Czym jest ucho pływaka i kto jest na nie narażony?
Uchem pływaka określa się rodzaj zapalenia przewodu słuchowego, który spowodowany jest dostaniem się wody do wnętrza ucha. Wilgoć zatrzymana wewnątrz kanału, połączona z bakteriami, które naturalnie tam bytują, powoduje bolesne, nieprzyjemne zapalenie.
Objawami ucha pływaka jest m.in. świąd, pieczenie, szczypanie, nierzadko także wyciek wydzieliny. Odczuwa się także nadwrażliwość na dotyk, można mieć poczucie zatkanego ucha – jest to naprawdę nieprzyjemne.

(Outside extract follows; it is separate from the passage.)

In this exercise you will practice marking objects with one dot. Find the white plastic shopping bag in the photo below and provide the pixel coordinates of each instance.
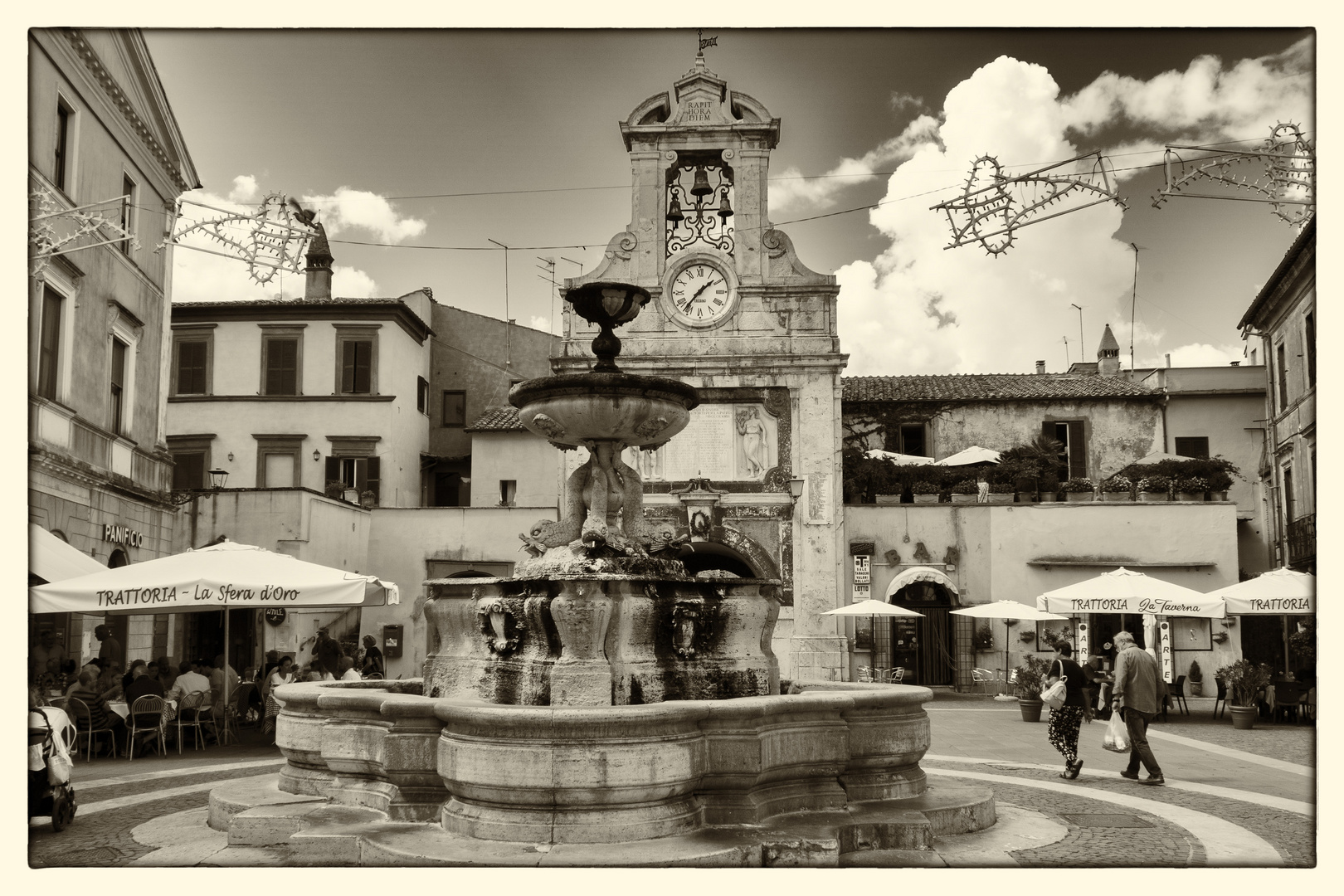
(1118, 737)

Na ucho pływaka narażeni są głównie zawodowi pływacy, ale także osoby regularnie chodzące na basen, dzieci bawiące się w wodzie i wszyscy ci, którzy korzystają z akwenów – im częściej, tym ryzyko jest większe.
Jak sobie radzić, zanim pójdziesz do lekarza?
Na ucho pływaka, domowe sposoby są rozwiązaniem doraźnym, kiedy objawy są łagodne, albo czekasz na wizytę u lekarza. Jedną z metod jest delikatne osuszanie ucha suszarką z ciepłym nawiewem, należy jednak trzymać ją w bezpiecznej odległości – niezbyt blisko.
Możesz przetrzeć ucho wewnątrz roztworem z octu czy alkoholu, ale uwaga – tylko w przypadku, jeśli objawy są naprawdę łagodne, bez gorączki i silnego bólu. Pomoże Ci również leżenie z uchem skierowanym do dołu, dzięki czemu pozostała wilgoć będzie mogła swobodnie wypłynąć.
Bezwzględnie nie wolno wkładać do uszu patyczków, czyścić ich intensywnie ani wpuszczać kropli na oko, bo każdorazowo takie zapalenie powinien obejrzeć i zdiagnozować lekarz. Jeżeli objawy ustąpią samoczynnie po kilkunastu godzinach, możesz obserwować ucho i rozważyć wizytę u specjalisty, jeśli jednak dokucza Ci gorączka, a ból trwa 2-3 dni, wizyta Cię nie ominie!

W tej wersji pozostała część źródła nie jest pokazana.